Listening to talking heads on the TV worry about the financial rescue package, I heard some rhetoric that sacralized the Capitalist system. It was as if God was on the side of the free-market. Beginning with the words of Jesus about selling all your possessions and giving the proceeds to the poor (Mt. 19:21), continuing with the Apostolic Church that held all things in common (Acts 2:44-45), blossoming with the vow of common life in medieval monasteries, and coming of age with the papal encyclicals -- blind defense of Capitalism is not in Catholicism's DNA.

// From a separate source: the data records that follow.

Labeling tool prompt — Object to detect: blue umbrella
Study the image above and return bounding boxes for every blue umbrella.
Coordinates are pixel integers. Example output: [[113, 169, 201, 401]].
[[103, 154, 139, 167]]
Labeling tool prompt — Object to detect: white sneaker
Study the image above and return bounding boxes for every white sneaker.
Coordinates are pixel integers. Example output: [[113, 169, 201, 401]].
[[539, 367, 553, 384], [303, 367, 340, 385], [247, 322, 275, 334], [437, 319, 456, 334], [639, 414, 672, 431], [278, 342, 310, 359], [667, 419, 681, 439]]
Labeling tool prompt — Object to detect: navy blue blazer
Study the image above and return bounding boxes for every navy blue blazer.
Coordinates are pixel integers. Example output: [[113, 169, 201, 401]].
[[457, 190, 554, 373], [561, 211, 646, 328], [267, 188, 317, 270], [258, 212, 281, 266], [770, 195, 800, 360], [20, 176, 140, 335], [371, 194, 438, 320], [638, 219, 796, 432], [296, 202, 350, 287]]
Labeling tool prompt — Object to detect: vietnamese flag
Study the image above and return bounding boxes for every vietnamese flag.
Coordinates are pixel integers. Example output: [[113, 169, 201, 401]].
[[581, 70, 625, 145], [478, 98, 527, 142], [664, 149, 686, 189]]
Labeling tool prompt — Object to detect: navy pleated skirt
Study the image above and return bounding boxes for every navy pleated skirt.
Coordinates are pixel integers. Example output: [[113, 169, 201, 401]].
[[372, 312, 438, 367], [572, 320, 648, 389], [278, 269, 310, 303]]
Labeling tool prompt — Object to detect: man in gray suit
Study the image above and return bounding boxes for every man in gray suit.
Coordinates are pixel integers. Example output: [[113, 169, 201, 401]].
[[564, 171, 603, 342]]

I would not say that a political prescription for today's financial troubles is to be found in any particular verse of scripture. But the spirit of Catholicism is to prefer people over profits. It stands in contrast to what Max Weber saw as the Protestant economic ethic which - he insisted - favored Capitalism. Surely, Protestantism and Catholicism do not fit into the tight boxes designed for them by Weber, but there is a strain of Catholicism that is aggressively anti-Capitalist, most notably, the Catholic Worker Movement.
I see elements of this anti-Capitalist Catholic tendency in the life and works of St. Francis of Assisi Forget the plaster statue Franciscan in the garden or the parade of pets being blessed on October 4th: these don't do justice to the radical evangelical calling of Francis.